Most of it to the super wealthy.
By Kate Wheeling
(Photo: Spencer Platt/Getty Images)
It’s every American’s favorite time of year—tax season. This year, Congress’ Joint Committee on Taxation estimates that the government will lose at least $1.3 trillion in 2016 to various tax breaks — the exemptions, deductions, and credits allowed by the Internal Revenue Service.

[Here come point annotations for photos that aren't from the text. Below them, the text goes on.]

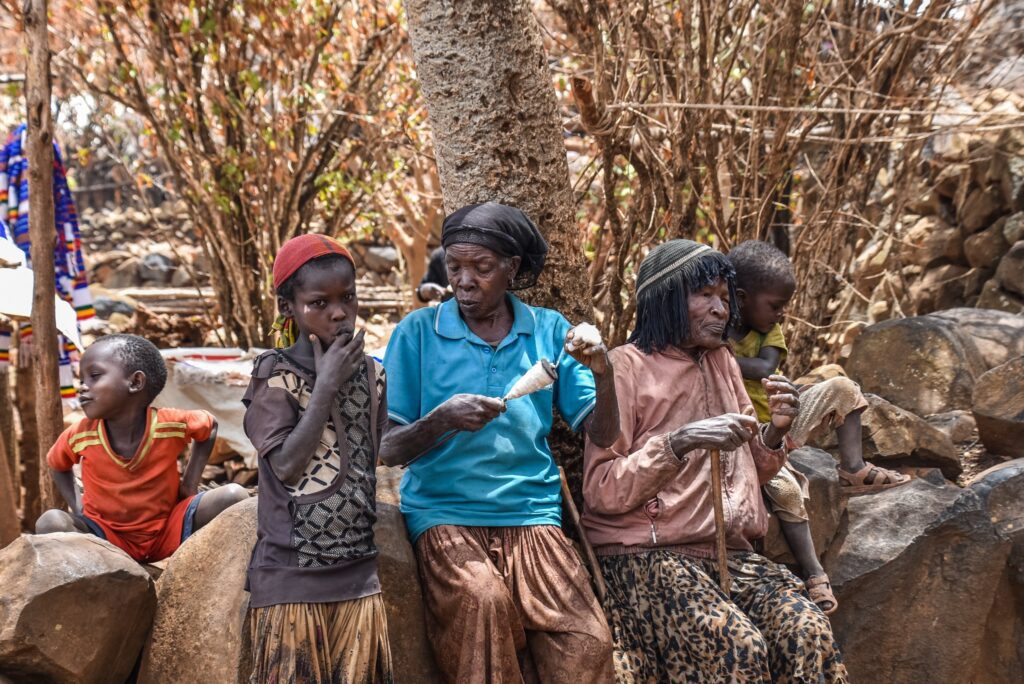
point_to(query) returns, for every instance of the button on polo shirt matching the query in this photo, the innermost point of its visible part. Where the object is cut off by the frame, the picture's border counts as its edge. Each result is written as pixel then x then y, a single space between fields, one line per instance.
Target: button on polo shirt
pixel 502 475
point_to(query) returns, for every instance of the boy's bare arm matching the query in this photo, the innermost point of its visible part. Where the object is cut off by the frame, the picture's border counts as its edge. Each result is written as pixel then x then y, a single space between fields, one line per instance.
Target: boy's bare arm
pixel 334 368
pixel 197 462
pixel 65 479
pixel 762 366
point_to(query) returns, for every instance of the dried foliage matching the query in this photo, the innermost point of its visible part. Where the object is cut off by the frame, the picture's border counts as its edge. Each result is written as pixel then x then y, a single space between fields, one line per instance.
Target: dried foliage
pixel 728 121
pixel 269 116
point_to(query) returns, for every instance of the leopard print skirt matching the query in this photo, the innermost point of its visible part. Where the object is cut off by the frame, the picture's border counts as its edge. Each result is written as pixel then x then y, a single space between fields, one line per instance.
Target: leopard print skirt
pixel 672 623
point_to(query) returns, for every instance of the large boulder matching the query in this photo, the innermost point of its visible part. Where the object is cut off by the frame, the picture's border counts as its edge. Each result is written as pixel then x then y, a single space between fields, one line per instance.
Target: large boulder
pixel 201 632
pixel 411 651
pixel 922 580
pixel 923 364
pixel 960 426
pixel 998 336
pixel 998 409
pixel 73 608
pixel 897 437
pixel 994 297
pixel 825 505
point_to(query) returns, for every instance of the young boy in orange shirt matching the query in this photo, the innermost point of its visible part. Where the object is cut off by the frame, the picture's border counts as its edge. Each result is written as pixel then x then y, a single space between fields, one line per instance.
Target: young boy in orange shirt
pixel 133 496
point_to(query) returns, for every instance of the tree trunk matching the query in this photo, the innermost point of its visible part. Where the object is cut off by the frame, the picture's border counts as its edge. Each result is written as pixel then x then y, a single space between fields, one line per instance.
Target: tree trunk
pixel 498 137
pixel 46 384
pixel 497 131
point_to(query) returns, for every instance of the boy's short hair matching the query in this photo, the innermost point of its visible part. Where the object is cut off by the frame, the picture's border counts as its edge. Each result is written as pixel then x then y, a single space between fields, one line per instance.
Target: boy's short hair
pixel 138 353
pixel 761 265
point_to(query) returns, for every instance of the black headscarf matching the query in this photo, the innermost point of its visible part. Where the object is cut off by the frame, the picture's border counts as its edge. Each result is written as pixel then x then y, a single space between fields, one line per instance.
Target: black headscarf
pixel 503 229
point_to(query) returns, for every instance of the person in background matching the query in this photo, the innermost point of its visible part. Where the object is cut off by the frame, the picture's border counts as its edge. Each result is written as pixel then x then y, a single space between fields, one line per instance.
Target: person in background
pixel 434 285
pixel 765 283
pixel 649 505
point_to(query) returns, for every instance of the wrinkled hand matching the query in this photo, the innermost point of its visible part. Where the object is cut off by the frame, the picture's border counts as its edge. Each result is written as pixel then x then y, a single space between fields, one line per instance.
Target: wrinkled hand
pixel 338 362
pixel 725 432
pixel 591 352
pixel 470 413
pixel 783 400
pixel 184 492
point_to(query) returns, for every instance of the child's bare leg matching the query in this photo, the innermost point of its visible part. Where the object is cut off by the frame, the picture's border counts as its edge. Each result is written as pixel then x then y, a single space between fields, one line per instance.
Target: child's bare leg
pixel 216 501
pixel 55 520
pixel 798 536
pixel 851 451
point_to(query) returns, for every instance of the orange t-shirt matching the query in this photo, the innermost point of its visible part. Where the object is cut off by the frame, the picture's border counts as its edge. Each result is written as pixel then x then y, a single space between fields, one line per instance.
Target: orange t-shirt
pixel 132 498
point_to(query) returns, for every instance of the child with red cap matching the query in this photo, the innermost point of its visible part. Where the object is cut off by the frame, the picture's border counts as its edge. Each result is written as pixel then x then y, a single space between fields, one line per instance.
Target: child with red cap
pixel 315 411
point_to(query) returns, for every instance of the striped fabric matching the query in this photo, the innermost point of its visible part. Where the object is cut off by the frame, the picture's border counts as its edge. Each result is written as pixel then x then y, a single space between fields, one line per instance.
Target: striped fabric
pixel 71 278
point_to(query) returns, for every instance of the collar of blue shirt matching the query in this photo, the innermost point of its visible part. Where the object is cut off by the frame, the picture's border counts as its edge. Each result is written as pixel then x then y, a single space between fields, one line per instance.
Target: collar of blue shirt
pixel 448 322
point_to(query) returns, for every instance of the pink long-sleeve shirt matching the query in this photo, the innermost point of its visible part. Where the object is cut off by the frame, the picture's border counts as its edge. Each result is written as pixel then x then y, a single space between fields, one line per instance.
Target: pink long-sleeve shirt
pixel 639 494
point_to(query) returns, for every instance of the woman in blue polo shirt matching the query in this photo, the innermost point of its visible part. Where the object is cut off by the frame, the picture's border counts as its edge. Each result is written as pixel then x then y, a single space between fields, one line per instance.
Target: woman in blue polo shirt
pixel 483 507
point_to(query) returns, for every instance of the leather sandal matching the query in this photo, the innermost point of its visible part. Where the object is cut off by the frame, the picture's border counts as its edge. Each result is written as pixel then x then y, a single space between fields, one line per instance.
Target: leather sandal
pixel 869 479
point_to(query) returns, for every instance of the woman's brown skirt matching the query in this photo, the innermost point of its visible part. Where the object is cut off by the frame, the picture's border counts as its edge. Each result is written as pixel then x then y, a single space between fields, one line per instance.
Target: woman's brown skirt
pixel 322 643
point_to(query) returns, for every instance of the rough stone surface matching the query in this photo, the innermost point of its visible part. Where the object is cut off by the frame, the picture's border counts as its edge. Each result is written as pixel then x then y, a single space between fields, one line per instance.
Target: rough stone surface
pixel 984 249
pixel 897 437
pixel 204 608
pixel 997 336
pixel 411 651
pixel 201 632
pixel 940 288
pixel 1011 270
pixel 998 409
pixel 982 207
pixel 1013 228
pixel 824 508
pixel 932 241
pixel 995 298
pixel 957 425
pixel 928 581
pixel 73 608
pixel 922 364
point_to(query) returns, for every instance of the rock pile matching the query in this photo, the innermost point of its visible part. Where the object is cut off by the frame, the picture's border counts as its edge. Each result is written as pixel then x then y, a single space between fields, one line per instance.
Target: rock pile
pixel 958 238
pixel 73 609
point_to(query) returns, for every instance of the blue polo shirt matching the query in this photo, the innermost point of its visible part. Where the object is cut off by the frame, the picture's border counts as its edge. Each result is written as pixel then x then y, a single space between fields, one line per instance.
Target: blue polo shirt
pixel 502 475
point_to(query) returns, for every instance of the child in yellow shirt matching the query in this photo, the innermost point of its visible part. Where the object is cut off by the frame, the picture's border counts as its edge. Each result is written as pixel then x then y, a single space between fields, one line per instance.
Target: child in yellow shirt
pixel 765 284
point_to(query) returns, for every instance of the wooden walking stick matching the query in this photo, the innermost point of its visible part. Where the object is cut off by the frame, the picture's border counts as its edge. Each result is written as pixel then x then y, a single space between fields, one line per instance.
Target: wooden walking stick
pixel 588 550
pixel 716 492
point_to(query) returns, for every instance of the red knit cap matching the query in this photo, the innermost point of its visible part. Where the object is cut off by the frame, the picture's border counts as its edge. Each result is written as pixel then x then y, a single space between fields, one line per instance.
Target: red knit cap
pixel 297 251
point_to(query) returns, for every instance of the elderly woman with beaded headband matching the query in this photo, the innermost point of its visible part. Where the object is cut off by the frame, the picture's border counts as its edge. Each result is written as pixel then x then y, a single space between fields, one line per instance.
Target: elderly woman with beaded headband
pixel 648 497
pixel 481 496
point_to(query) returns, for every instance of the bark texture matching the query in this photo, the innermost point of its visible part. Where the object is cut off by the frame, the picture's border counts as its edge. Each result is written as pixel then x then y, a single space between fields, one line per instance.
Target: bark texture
pixel 497 131
pixel 49 416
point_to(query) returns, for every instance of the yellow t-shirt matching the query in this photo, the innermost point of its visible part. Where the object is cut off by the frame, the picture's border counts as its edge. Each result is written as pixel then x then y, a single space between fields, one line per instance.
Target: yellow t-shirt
pixel 750 347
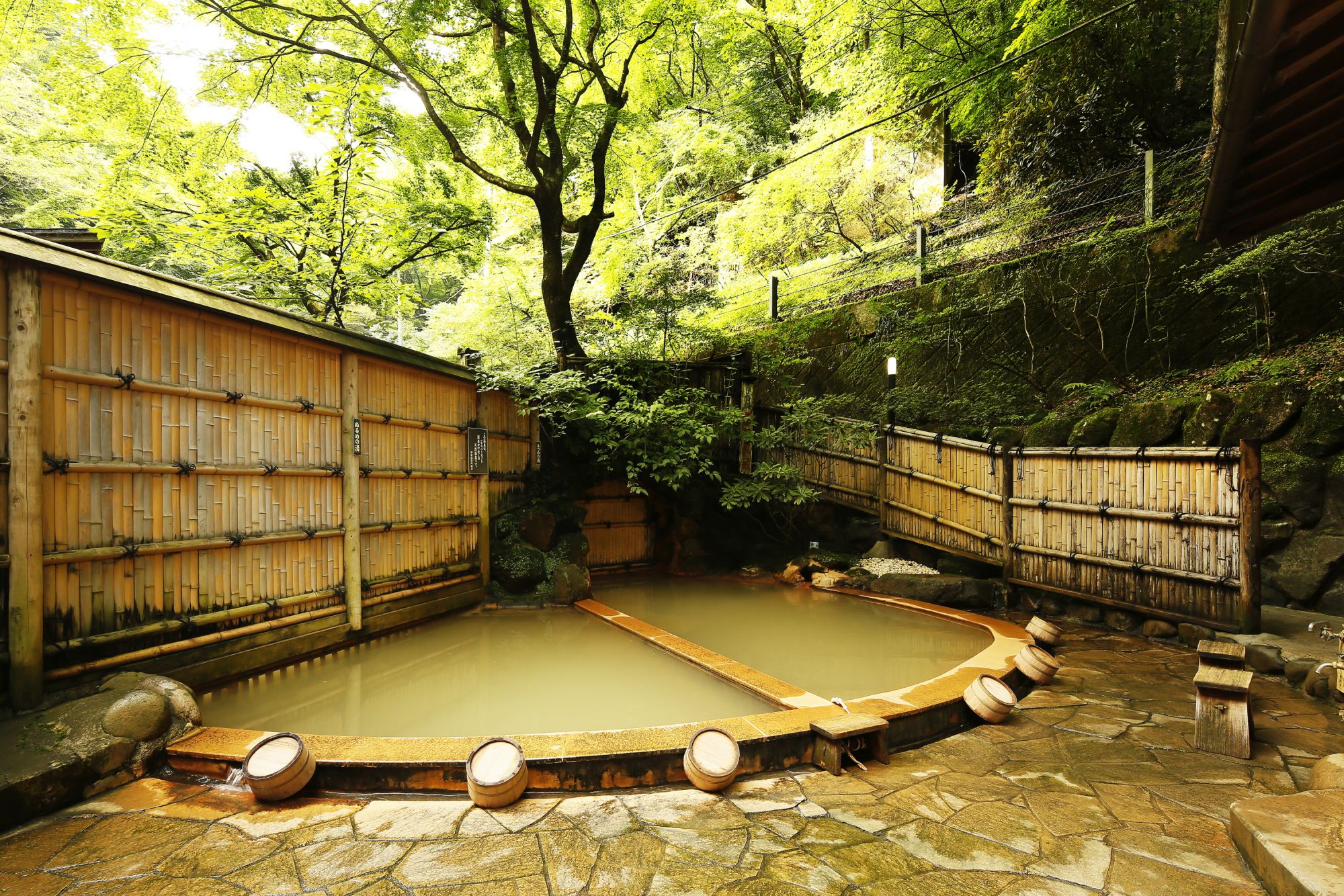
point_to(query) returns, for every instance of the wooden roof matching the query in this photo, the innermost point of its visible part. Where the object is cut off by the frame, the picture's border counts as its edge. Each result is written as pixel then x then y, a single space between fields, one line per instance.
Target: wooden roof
pixel 75 263
pixel 1282 144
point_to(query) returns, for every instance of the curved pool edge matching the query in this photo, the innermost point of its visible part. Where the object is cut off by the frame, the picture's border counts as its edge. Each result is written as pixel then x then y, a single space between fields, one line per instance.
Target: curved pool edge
pixel 589 761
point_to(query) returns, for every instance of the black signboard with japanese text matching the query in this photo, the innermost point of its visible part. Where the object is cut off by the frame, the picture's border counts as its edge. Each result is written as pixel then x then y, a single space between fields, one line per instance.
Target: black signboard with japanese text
pixel 478 451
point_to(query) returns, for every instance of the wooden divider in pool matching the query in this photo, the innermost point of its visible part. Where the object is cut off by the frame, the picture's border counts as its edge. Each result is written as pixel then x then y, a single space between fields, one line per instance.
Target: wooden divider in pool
pixel 279 766
pixel 587 761
pixel 497 773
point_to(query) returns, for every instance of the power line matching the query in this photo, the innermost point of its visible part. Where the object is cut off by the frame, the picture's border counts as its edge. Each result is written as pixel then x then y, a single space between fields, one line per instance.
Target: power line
pixel 901 112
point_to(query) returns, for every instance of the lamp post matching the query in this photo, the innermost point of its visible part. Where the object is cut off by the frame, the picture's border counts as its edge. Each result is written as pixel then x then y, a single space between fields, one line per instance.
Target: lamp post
pixel 892 385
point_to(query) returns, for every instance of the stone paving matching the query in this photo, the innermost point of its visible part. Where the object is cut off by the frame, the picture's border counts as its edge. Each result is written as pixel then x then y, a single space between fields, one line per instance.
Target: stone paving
pixel 1092 787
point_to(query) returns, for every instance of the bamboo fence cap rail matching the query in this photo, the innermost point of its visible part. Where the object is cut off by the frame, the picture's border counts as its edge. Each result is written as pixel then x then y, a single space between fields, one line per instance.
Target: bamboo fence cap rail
pixel 128 381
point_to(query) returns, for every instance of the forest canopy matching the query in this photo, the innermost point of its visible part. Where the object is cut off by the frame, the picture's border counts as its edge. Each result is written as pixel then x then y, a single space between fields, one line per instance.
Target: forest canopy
pixel 548 181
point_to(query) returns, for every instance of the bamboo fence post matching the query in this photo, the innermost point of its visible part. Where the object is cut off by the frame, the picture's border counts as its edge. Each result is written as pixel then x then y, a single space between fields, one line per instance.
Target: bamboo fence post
pixel 1249 512
pixel 483 529
pixel 25 291
pixel 1010 550
pixel 350 490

(Graph: Pew Research Center)
Some $185 billion of that will go back to businesses and corporations, according to the Pew Research Center, while roughly $1.15 trillion will end up in the pockets of individuals, many of them already uber-wealthy. Eighty percent of the money from mortgage and property tax deductions, for example, will go to Americans making at least six figures a year. But the Earned Income Tax Credit does more for your average American (who probably makes closer to $53,046); 80 percent of the $73.3 billion the government will give up in 2016 to the EITC will go to individuals who make less than $40,000 per year.
That $1.3 trillion is just a portion of the money the government will lose to tax breaks and credits this year; the joint committee only analyzed exemptions that cost the government at least $50 million per year.
Get these tax breaks while you can, because tax reform may finally be on the agenda after the 2016 election. Each candidate has released their reform proposals, and luckily there are multiplehandy tax calculators out there you can use to estimate what your taxes will look like under a Donald Trump, Ted Cruz, Bernie Sanders, or Hillary Clinton presidency.